6. `docker compose --profile import run --rm openstreetmap ./bin/start`
(22M objects, ~30 min on an M2 Mac mini)
### pelias.json gotchas
A few non-obvious settings required for a self-hosted DACH deployment:
- **`adminLookup.enabled: false`** — Pelias tries to resolve country/region
hierarchies via "Who's On First" data by default. We don't import WOF,
so this must be disabled or import crashes with `unable to locate sqlite
folder`.
- **`leveldbpath: "/data/leveldb"`** — not `/tmp/leveldb`; the container
user (1001) needs write access and `/tmp` is not mounted.
- **`api.services.libpostal: { url: "..." }`** — must be an object, not a
string. The API's Joi schema rejects the string form.
- **Only declare services you actually run.** We used to list `placeholder`,
`pip`, and `interpolation` in `api.services` but never ran the containers;
Pelias logged `ENOTFOUND` errors on every query. Dropping the unused
entries makes Pelias degrade cleanly to libpostal-only parsing (warns
`service disabled` once at startup, then silent).
- **No `defaultParameters.boundary.country`** — Pelias only accepts a
single country value for `boundary.country`. Since our index only
contains DACH data anyway, we drop the filter entirely.

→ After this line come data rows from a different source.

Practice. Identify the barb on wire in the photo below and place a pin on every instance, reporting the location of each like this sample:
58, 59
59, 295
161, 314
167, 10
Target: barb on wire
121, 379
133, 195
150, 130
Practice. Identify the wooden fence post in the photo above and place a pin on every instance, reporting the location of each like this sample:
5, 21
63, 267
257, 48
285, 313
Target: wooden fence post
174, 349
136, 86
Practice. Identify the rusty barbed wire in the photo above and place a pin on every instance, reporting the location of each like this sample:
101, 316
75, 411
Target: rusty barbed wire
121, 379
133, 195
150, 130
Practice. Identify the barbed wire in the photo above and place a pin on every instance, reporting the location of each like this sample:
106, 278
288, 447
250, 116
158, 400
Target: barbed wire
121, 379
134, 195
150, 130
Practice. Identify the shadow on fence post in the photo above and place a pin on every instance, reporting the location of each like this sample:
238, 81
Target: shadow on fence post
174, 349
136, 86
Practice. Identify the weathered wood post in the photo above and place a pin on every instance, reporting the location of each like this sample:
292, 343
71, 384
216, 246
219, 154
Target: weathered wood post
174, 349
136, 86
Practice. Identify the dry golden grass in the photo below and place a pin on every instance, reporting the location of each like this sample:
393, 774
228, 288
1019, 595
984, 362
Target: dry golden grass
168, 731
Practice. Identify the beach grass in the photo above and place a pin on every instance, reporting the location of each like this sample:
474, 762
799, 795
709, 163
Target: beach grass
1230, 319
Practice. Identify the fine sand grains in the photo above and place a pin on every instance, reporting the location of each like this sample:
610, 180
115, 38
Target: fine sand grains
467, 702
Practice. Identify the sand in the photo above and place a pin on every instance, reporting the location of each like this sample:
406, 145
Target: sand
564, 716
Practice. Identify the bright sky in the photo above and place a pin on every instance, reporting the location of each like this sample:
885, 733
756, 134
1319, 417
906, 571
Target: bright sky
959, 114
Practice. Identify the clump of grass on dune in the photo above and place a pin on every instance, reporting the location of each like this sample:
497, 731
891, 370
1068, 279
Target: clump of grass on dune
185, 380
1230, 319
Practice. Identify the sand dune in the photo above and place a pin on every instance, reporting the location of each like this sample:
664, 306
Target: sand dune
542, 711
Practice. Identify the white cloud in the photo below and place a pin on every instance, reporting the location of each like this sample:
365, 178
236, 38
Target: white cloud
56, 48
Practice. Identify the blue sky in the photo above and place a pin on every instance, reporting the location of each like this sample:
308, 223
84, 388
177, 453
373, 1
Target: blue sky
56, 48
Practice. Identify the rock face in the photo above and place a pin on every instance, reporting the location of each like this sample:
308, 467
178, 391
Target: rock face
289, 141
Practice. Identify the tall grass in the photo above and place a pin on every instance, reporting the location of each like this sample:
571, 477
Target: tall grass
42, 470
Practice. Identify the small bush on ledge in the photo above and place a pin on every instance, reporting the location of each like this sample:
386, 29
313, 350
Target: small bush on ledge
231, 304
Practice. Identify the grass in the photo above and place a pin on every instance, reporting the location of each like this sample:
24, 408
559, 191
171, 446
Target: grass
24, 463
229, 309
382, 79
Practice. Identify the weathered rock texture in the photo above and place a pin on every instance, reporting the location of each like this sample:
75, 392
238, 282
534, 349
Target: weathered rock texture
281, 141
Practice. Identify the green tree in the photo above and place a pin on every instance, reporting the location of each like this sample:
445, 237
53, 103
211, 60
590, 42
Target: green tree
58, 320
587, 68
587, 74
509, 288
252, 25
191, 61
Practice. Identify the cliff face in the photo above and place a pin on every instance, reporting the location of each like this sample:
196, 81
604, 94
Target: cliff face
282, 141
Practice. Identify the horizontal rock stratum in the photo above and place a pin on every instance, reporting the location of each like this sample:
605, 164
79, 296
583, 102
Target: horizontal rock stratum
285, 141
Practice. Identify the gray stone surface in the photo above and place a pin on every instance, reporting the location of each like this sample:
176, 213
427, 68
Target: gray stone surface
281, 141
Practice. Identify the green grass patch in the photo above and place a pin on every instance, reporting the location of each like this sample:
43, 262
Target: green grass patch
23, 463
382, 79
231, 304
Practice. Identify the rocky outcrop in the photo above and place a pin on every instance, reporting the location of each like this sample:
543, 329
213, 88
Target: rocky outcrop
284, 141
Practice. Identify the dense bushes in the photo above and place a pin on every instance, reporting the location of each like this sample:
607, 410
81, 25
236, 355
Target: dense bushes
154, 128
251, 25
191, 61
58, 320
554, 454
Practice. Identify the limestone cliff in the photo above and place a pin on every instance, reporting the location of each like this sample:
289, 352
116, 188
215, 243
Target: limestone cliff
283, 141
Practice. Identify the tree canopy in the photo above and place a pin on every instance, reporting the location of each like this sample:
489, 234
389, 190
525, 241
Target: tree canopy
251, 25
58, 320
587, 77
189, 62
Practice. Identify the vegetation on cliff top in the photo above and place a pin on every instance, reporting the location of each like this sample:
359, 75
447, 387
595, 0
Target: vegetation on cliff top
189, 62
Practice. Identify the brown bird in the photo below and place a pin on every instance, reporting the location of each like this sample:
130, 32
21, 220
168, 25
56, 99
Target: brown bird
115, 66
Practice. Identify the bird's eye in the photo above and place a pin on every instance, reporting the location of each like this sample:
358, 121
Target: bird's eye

- **`features: { filename: "planet-latest.osm.pbf" }`** — required because
Geofabrik downloads come named `dach-latest.osm.pbf`, but Pelias'
openstreetmap importer looks for `planet-latest.osm.pbf` by default.
### Wrapper gotchas
- **`idleTimeout: 60`** on `Bun.serve` — the default 10 s cuts off cold
queries that hit Elasticsearch and libpostal in sequence. 60 s is
generous for the worst case while still catching actually-stuck
connections.
- **Colima bind-mount cache.** The mac-mini bind-mounts this repo's files
into several monitoring containers. Colima on macOS sometimes serves a
stale view of a bind-mounted file even after the file on disk changes.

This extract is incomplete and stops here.